US Foreign Policy and the Cult of ‘Expertise’
Americans want our rulers to mind their own business abroad – and good luck with that!
Justin Raimondo, December 07, 2009
The news
that Americans want the U.S. government to mind its own business when it comes
to foreign affairs has our Washington elite in a panic. The explanatory
notes accompanying a new
Pew poll [.pdf] describe the "rise in isolationist sentiment"
that started during George W. Bush’s second term and continues in the age of
Obama. The agonized hand-wringing is all
too apparent in the use of the "isolationist" epithet and even
in the way the question was asked: should the U.S. "mind its own business
internationally and let other countries get along the best they can on their
own"? Forty-nine percent – the highest proportion "in nearly half
a century of polling" – answered yes. And that’s not all: a gob-smacking
76 percent agreed the U.S. should "concentrate more on our own national
problems and building up our strength and prosperity here at home," as
opposed to "think[ing] in international terms."
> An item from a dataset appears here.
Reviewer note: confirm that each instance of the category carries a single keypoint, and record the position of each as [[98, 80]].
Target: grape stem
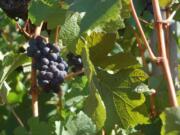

The poll took samples from two groups: common, ordinary, everyday people (i.e.,
you and me)
and members of the Council on Foreign Relations,
an elite group of foreign policy-oriented intellectuals, policy wonks, and high
muckamucks. The elite group disagreed sharply with the general public’s view
on virtually every important question: for example, none of the CFR members
thought we should mind our own business – a policy that would go against the
group’s history and orientation, which has always been pronouncedly interventionist.